Factors Influencing LASIK Eligibility as a Diabetic

LASIK specialists assess diabetes duration, perform comprehensive eye exams, and analyze recent HbA1C test results to gauge eligibility. The stability of glasses or contact lens prescriptions is crucial, ensuring long-term visual benefits post-surgery.

Listen to Dr. Brewer from LasikPlus, our Family of LASIK brands, talk about LASIK and diabetes.

Type 1 vs. Type 2 Diabetes and LASIK

There is no discernible difference in LASIK outcomes between Type 1 and Type 2 diabetic patients[iii]. Pre-operative considerations apply uniformly to both groups.

Recovery Considerations for Diabetic LASIK Patients

Diabetes is associated with delayed healing, potentially increasing the risk of post-surgical infection. However, advancements in LASIK technology have improved the healing process, making LASIK a favorable option compared to other procedures.

Managing Dry Eye after LASIK for Diabetic Patients

Dry eye is generally a temporary post-surgical event, with advancements minimizing its incidence. Diabetic patients, with potential delayed corneal healing, should discuss this concern with their LASIK specialists and follow post-operative instructions.

Resuming Diabetic Eye Exams after LASIK

Maintaining regular diabetic eye exams is crucial for overall eye health, even after LASIK. An individualized LASIK procedure considers diabetes control and ensures the absence of diabetes-related effects on vision and eye health.

Diabetic patients can undergo LASIK with proper management and consideration of specific factors. Understanding the eligibility criteria, risks, and recovery process empowers individuals to make informed decisions about their eye care journey.

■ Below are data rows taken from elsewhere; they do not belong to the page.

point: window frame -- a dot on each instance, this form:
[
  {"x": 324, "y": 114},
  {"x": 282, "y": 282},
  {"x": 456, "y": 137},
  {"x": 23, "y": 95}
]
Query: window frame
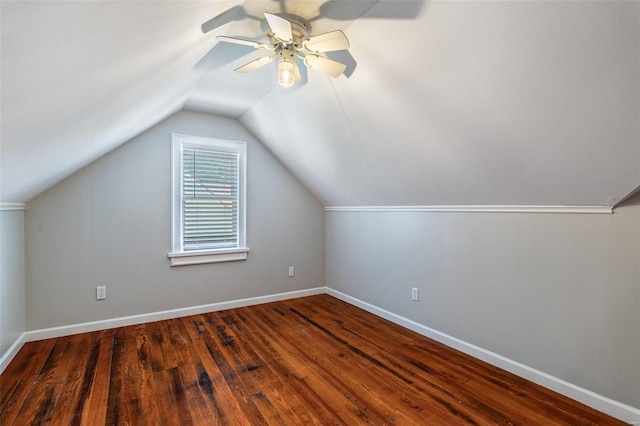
[{"x": 178, "y": 255}]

Always consult with LASIK specialists and diabetes managing physicians for personalized guidance.

[i] American Diabetes Association. Statistics About Diabetes. https://diabetes.org/about-diabetes/statistics/about-diabetes.

[ii] National Institute of Diabetes and Digestive and Kidney Diseases (NIDDK). (2016). What is diabetes? Retrieved from https://www.niddk.nih.gov/health-information/diabetes/overview/what-is-diabetes

[iii] American Academy of Ophthalmology. (2015). LASIK in patients with diabetes. Retrieved from https://eyewiki.aao.org/LASIK_in_Patients_With_Diabetes_Mellitus#cite_note-one-1

[iv] Cobo-Soriano R, Beltrán J, Baviera J. LASIK outcomes in patients with underlying systemic contraindications: a preliminary study. Ophthalmology. 2006 Jul;113(7): 1118.e1-8.

[v] Ata A, Lee J, Bestle SL, Desemone J, Stain SC. Postoperative hyperglycemia and surgical site infection in general surgery patients. Arch Surg. 2010 Sep;145(9):858-64.

[vi] Shoja MR, Besharati MR. Dry eye after LASIK for myopia: Incidence and risk factors. Eur J Ophthalmol. 2007 Jan-Feb;17(1):1-6.

[vii] Salomão MQ, Ambrósio R Jr, Wilson SE. Dry eye associated with laser in situ keratomileusis: Mechanical microkeratome versus femtosecond laser. J Cataract Refract Surg. 2009 Oct;35(10):1756-60.